Blog Article

COMPLY – SEC Proposed Best Interest Standard and New Disclosures

Apr 20, 2018

The SEC officially entered the fiduciary standard fray with the release of its much-anticipated fiduciary /best interest proposal April 18. The three-part proposal is likely to be controversial in several respects, as contrasts with the DOL’s hapless Fiduciary Rule are inevitable.

The SEC officially entered the fiduciary standard fray with the release of its much-anticipated fiduciary /best interest proposal April 18. The three-part proposal is likely to be controversial in several respects, as contrasts with the DOL’s hapless Fiduciary Rule are inevitable. Unlike the DOL’s version, the SEC’s version applies to both retirement and non-retirement accounts and focuses on the disclosure and mitigation of conflicts of interest more than elimination of them. Further, the SEC’s proposal does not create any new private right of action or right of rescission, whereas the DOL’s version famously leveraged legal means as a method of enforcement.

The SEC’s proposal uses best interest language when imposing duties on BDs, but narrowly defines obligations for compliance; it does not create a fiduciary standard for BDs, as the term is commonly understood, nor does it impose the same standard of duty on BDs as on advisers. The SEC’s version restricts standalone BDs and their representatives from using the terms “adviser” and “advisor” in their titles, leaving these sobriquets to the exclusive purview of registered investment advisers; the use of “planner,” “financial planner” and other often conflated terms still appear to be an open question. Fiduciary obligations of advisers are clarified in the SEC’s proposal, including the admonishment that advice regarding retirement account rollovers must be in the best interest of the client, as in the DOL’s version.

Faux fiduciary standard or reasonable compromise? Although voting to release the proposal, SEC Commissioner Hester Pierce declined to call it a fiduciary standard for brokers, referring to it instead as a “suitability plus” standard, while Commissioner Kara Stein voted against its release, referring to it as “Regulation Status Quo”. With the DOL’s efforts mired in litigation following the Fifth Circuit Court of Appeals’ March decision to vacate the Rule, the SEC’s proposal may be fiduciary standard proponents’ best chance for any progress.

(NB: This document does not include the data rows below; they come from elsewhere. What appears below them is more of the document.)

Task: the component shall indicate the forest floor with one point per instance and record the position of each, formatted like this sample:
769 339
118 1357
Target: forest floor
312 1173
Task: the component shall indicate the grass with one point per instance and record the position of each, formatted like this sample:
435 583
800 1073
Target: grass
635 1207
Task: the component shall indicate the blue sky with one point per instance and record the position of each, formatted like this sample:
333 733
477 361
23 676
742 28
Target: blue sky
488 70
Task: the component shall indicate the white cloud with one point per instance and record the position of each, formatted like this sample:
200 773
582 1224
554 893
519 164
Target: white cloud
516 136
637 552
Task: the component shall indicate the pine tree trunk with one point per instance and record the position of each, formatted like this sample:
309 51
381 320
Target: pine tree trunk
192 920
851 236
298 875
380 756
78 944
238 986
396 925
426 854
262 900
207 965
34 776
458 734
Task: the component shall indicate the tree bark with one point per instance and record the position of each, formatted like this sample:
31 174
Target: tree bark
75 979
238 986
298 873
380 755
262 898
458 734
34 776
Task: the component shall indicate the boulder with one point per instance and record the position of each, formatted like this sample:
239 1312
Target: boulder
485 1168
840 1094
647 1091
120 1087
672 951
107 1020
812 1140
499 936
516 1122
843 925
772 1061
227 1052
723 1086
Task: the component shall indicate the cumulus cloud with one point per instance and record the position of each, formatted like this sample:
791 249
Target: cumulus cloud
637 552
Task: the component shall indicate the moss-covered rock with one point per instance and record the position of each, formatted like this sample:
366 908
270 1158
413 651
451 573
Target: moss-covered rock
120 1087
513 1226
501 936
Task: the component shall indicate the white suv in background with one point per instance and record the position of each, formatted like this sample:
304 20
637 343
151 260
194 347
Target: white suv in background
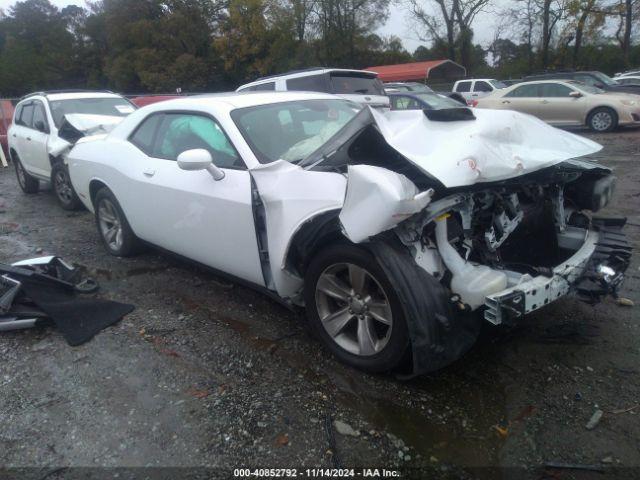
359 86
473 89
36 146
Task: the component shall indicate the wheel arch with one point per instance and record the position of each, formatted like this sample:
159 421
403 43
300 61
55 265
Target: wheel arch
597 107
314 234
94 187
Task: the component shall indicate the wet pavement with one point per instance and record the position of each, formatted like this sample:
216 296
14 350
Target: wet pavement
206 373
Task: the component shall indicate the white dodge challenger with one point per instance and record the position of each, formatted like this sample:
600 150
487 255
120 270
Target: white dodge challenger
399 232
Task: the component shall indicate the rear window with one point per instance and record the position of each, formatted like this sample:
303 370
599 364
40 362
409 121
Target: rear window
481 86
353 83
524 91
26 116
463 87
116 107
310 83
269 86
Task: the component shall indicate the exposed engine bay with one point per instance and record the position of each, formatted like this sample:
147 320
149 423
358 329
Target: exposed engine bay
504 247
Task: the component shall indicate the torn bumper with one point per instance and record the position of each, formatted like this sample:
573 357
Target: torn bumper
595 270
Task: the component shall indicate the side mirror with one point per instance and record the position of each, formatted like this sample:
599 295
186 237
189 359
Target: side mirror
40 126
199 159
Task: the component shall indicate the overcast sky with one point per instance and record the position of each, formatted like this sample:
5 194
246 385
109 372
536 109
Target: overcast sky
396 25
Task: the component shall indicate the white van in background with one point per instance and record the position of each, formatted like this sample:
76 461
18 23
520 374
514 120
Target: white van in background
357 85
473 89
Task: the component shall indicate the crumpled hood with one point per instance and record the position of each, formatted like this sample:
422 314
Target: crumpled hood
498 145
90 124
83 124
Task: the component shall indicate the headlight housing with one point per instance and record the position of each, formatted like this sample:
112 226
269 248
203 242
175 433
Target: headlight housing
591 194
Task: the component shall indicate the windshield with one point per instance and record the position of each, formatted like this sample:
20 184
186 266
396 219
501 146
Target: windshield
586 88
292 131
354 83
117 107
606 79
438 102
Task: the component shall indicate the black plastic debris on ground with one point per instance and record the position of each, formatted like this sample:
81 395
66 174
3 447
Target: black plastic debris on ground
47 297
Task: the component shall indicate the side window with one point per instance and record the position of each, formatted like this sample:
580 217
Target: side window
310 83
524 91
40 118
263 86
26 116
463 87
554 90
143 135
180 132
404 103
587 80
481 86
17 114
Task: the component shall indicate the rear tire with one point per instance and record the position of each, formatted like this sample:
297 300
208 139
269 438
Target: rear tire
602 119
113 227
62 187
27 183
354 309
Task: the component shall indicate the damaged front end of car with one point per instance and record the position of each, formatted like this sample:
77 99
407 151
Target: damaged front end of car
514 246
489 217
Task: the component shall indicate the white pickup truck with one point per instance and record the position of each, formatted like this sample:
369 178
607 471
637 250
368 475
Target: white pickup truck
477 88
46 124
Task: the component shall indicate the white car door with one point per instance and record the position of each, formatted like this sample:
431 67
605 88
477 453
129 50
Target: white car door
19 132
481 89
188 212
37 141
463 87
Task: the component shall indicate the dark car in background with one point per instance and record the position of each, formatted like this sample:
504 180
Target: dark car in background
422 101
591 78
392 87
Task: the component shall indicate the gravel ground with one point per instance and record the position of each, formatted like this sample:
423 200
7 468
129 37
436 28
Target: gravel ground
205 373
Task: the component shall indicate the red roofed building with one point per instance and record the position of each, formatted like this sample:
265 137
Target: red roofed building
420 71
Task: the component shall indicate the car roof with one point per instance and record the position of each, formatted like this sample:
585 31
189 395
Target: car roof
534 81
55 96
72 96
305 73
477 80
234 100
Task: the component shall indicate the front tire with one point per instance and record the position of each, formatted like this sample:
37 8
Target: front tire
27 183
62 187
602 120
113 227
354 309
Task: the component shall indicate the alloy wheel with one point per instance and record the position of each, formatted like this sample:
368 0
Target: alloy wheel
110 225
601 121
354 309
20 174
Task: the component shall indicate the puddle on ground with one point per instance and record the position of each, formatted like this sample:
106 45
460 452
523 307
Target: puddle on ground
465 438
462 397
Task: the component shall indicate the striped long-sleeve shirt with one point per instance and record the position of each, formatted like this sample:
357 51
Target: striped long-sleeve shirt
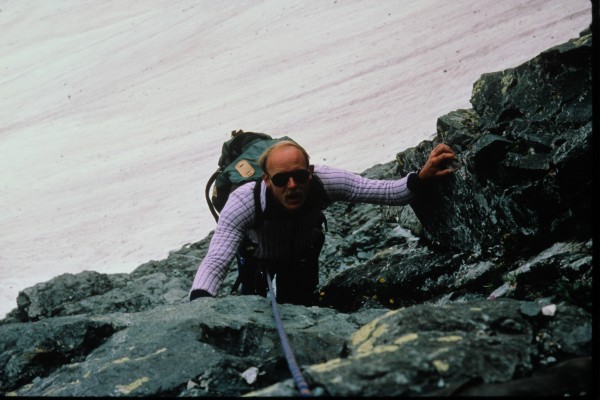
285 237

The SEC’s Standards of Conduct for Investment Professionals Rulemaking Package consists of the following:

  1. Regulation Best Interest: imposes a duty on BDs to act in the best interests of retail customers at the time recommendations are made, without putting the financial or other interest of the BD ahead of the customer, by complying with the three following obligations:
    • Disclosure: disclose to the retail customer the key facts about the relationship, including material conflicts of interest.
    • Care: exercise reasonable diligence, care, skill and prudence, to (i) understand the product; (ii) have a reasonable basis to believe that the product is in the retail customer’s best interest; and (iii) have a reasonable basis to believe that a series of transactions is in the retail customer’s best interest.
    • Conflict of interest: establish, maintain and enforce policies and procedures reasonably designed to identify and then, at a minimum, to disclose and mitigate, or eliminate, material conflicts of interest arising from financial incentives; other material conflicts of interest must be at least disclosed.
  2. Investment Adviser Interpretation: reaffirms and clarifies certain aspects of the fiduciary duty that an investment adviser owes to its clients.
  3. Form CRS-Relationship Summary: a standardized, short-form disclosure required of advisers, BDs, and the financial professionals that work for them, that highlights key differences in the principal types of services offered, the legal standards of conduct that apply to each, the fees a customer might pay, and certain conflicts of interest that may exist.

The Commission will seek public comment on the proposed rules for 90 days to permit retail investors and other interested parties the opportunity to review the 1000+ page proposal and submit comments, after which time they will consider the comments and publish a final rule.